Le représentant spécial surveille six types de violations des droits de l’enfant : meurtres et mutilations, violences sexuelles, recrutement militaire, attaques contre les écoles et les centres de santé, enlèvements et refus d’accès humanitaire. Chacune d’elles est interdite par le droit international, notamment par la Convention de Genève de 1949, qui exige que les parties en conflit protègent les civils et de maintiennent un libre accès à l’accès humanitaire et par la Convention des droits de l’enfant, le traité sur les droits de l’homme le plus largement ratifié dans le monde, qui énumère une liste complète des droits de l’enfant.

La violence contre les enfants persiste non pas à cause d’un déficit de droits, mais à cause de ce qu’Eva Svoboda, de l’Institut de Développement d’Outremer, décrit comme une crise de conformité. La communauté internationale ne parvient pas à faire respecter les lois, normes et règles qui définissent les normes établies. Pour parler sans détours, tuer, mutiler et terroriser les enfants est devenue une entreprise sans frais.

La crise de conformité commence au sommet du système des Nations Unies et redescend d’abord au niveau du Conseil de sécurité, puis vers l’Assemblée générale et les gouvernements membres.

Voyez par exemple la campagne saoudienne au Yémen. Cette année, l’Arabie saoudite a été mise sur la « liste de la honte » par le Secrétaire Général des Nations Unies, pour avoir bombardé des cibles civiles yéménites et pour avoir tué des enfants. En juin toutefois, l’Arabie saoudite a été retirée de la liste suite à un lobbying intensif de la part du gouvernement saoudien et de ses alliés américains et européens qui lui fournissent des armes. Quelles que soient les intentions de ces alliés, le signal qu’ils envoient est clair : la protection de ventes d’armes lucratives a la priorité sur la protection des droits des enfants.

Le cycle sans fin de rapports sur les violations des droits de l’enfant court le risque de devenir une pantomime. Alors que le bureau du représentant spécial fait un excellent travail pour montrer les attaques contre les enfants (et dans certains cas pour négocier la libération d’enfants soldats), les peines ne correspondent pas aux crimes.

Alors que les dirigeants du monde se réunissent à New York ce mois-ci pour la 71ème Session de l’Assemblée générale, il est temps de réaffirmer les valeurs qui sous-tendent les dispositions de l’ONU relatives aux droits de l’homme. La seule façon de mettre fin à l’impunité des crimes odieux contre les enfants consiste à faire appliquer un véritable principe de responsabilité - et à traduire leurs auteurs en justice.
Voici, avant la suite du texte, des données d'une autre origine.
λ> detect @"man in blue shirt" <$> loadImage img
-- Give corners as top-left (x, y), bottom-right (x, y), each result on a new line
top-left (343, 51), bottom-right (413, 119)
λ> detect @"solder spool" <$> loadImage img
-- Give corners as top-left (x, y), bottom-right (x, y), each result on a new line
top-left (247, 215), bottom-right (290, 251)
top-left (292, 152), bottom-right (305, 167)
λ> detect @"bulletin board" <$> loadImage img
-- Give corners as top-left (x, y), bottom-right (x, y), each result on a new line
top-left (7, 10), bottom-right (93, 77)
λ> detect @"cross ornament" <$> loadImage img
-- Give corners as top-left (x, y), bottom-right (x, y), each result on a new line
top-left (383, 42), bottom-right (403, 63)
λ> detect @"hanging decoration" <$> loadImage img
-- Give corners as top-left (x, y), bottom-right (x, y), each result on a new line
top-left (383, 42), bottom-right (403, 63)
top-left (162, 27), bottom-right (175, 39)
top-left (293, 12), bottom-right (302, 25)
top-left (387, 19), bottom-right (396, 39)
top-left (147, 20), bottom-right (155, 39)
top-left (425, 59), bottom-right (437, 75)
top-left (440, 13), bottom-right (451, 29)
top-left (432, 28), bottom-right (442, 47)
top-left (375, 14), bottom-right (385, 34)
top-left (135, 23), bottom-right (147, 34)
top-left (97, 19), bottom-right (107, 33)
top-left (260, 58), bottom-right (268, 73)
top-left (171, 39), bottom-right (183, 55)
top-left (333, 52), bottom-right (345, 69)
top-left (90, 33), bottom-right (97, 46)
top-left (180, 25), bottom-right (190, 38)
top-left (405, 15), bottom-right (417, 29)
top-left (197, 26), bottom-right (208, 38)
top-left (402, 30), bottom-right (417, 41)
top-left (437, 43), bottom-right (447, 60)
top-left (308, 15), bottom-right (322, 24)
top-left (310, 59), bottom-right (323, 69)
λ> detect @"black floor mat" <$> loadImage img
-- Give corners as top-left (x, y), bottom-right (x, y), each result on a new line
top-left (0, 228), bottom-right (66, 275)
Au minimum, des institutions comme celles de la Cour Pénale Internationale de La Haye et de la Cour africaine des droits de l’homme et des peuples doivent collaborer beaucoup plus étroitement avec le représentant spécial de l’ONU. Mais le problème est si vaste et si profondément ancré la culture de l’impunité que des initiatives plus audacieuses seront peut-être nécessaires. Face à l’échec des institutions existantes, il est peut-être temps d’en mettre en place une nouvelle : une Cour pénale internationale pour les enfants, habilitée à enquêter et à poursuivre les acteurs étatiques et non étatiques pour des crimes de guerre contre les enfants.

Nous avons collectivement autorisé les droits de l’homme à devenir des tigres de papier non pertinents. Mais s’il existe une cause qui peut rallier un monde divisé, il s’agit sûrement de la protection des enfants dans les zones de guerre.